Christian Legnitto clegnitto at mozilla.com
Wed Sep 1 00:12:52 BST 2010


Comments inline.

On Aug 31, 2010, at 2:29 PM, Matthias Radestock wrote:

> Christian,
> 
> Christian Legnitto wrote:
>> My main issue is I intend to have hundreds of queues with 100k+ messages that may or may not be processed in a timely manner. Memory is ok with the new persister (yay!), but the disk fills up quickly. Right now with only 1 consumer, if I don't ack messages coming from bugzilla for 2 days I use up 20GB of disk. I can of course throw hardware at the problem, but it seems I'd reach a point where it merely wouldn't scale.
> 
> Thanks for explaining the problem you are trying to solve.

No problem, I know my use-case isn't the common case, but I think it is fairly common as far as message brokers at large orgs go.

> 
> Note that in RabbitMQ messages are shared between queues, i.e. if the same message ends up in multiple queues we have at most one copy in memory and at most one copy on disk.
> 
> So you may find RabbitMQ scales better here than you expected.

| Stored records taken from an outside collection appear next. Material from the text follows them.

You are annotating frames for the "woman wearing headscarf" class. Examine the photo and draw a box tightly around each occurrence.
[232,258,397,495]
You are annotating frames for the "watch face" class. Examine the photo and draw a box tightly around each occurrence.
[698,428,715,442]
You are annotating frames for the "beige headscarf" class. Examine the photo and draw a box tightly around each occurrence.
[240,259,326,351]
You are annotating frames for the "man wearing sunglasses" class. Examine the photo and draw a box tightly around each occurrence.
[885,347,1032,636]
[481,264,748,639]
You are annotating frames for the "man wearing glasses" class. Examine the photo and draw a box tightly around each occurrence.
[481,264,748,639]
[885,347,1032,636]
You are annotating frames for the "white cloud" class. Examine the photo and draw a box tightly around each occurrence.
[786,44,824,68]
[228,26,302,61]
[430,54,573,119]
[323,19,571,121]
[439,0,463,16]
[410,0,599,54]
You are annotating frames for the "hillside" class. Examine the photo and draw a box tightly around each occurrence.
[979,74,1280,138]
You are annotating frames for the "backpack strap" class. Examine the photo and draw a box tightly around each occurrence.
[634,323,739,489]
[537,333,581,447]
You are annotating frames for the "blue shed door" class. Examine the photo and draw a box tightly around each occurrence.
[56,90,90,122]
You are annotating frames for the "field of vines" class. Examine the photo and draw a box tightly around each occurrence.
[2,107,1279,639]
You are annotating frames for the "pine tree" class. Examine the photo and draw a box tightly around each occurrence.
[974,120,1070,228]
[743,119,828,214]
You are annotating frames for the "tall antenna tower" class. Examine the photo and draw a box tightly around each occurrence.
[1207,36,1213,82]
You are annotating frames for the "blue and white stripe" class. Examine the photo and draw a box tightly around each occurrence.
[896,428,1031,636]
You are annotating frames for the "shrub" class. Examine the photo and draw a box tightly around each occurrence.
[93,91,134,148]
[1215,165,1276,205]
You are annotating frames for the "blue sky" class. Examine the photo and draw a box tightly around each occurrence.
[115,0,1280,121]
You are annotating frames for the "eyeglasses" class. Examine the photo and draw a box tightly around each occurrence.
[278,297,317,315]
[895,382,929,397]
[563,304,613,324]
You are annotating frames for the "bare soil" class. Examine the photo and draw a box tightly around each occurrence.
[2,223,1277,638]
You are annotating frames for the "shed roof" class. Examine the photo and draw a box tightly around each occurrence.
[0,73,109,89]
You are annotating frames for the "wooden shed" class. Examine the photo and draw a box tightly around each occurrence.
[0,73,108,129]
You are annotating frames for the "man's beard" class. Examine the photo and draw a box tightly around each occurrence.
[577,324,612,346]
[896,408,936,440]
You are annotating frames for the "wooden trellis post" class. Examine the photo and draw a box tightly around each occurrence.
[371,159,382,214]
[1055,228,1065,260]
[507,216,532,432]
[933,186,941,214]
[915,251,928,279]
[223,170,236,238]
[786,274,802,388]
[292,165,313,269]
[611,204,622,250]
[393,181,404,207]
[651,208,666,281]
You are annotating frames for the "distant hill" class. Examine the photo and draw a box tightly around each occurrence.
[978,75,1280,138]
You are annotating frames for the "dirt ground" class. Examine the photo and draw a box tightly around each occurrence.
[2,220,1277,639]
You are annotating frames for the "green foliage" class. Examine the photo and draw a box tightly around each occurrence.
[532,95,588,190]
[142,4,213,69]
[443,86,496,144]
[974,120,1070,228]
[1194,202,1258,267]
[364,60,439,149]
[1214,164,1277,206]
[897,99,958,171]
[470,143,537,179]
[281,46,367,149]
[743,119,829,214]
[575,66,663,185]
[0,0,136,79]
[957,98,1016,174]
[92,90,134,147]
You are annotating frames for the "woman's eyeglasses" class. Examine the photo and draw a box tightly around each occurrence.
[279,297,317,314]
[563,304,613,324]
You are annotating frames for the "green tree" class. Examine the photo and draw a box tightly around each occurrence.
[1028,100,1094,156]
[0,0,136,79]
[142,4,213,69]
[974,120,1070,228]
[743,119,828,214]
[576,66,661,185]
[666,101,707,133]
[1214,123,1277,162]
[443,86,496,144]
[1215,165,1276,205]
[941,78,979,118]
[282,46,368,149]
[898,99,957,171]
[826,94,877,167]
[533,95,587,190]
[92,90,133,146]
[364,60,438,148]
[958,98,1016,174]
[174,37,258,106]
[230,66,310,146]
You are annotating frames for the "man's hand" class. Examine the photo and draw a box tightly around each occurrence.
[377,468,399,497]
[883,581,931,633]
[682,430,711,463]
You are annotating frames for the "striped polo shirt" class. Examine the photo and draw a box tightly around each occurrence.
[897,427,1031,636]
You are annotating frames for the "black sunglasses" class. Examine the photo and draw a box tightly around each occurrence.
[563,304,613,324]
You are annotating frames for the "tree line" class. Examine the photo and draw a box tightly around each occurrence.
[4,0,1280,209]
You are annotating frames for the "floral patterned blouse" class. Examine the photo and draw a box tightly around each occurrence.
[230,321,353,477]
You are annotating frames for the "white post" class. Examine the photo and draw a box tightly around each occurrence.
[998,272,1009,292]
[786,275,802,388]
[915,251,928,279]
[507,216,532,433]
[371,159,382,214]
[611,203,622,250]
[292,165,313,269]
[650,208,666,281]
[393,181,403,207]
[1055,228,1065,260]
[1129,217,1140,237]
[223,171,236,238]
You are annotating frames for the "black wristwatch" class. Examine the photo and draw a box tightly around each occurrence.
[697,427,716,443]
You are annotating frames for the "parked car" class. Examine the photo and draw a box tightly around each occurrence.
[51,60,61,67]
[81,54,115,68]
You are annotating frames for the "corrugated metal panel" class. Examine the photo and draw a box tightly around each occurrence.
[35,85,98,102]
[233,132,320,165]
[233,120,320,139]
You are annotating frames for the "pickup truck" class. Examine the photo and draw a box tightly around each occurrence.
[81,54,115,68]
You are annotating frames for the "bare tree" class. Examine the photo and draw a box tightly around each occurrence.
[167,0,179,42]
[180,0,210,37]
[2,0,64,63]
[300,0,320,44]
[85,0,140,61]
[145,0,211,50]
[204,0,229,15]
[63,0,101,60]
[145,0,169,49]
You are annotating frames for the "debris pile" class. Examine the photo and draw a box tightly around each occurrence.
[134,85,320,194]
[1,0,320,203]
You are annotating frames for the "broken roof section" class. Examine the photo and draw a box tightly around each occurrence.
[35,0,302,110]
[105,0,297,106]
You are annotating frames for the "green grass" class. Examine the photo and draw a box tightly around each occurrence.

That's good to know, though I imagine there will be scaling issues when I expand to different sorts of high-volume messages. Plus, at 20 GB every couple of days (before instituting all message types) I will likely need to find some sort of long-term solution.

> 
>> I don't think it is unreasonable to tell consumers that all messages
>> up to a point will be persisted, but once a threshold is reached only
>> x amount of messages will persist. I see other brokers support such a
>> thing, though it sounds like RabbitMQ likely does not.
> 
> We did introduce queue leases in the 2.0.0 release, which allows the server to remove entire queues when they haven't been used for a while. That may not be the best fit for your use case, but it's certainly a feature aimed at addressing similar problems.

Yep, it might work though would be less-than ideal. I'll look into it, though I would hate to clear a queue with 10 messages sitting in it because the consumer was down for a month or so.

> Another feature we have in our plans is per-queue message TTLs, i.e. messages will get removed from queues if they are older than a specified threshold. It sounds like that would fit your use case nicely, and arguably better than a count-based limit. Though the latter too is something we may support one day.

Again, I'm not sure this really covers my case. For my use case I only care about the timeliness of the message as long as I am resource constrained. If I have ample resources I'd be willing to have the messages sit there for months.

Thanks for the prompt reply and I'll look into the queue leases.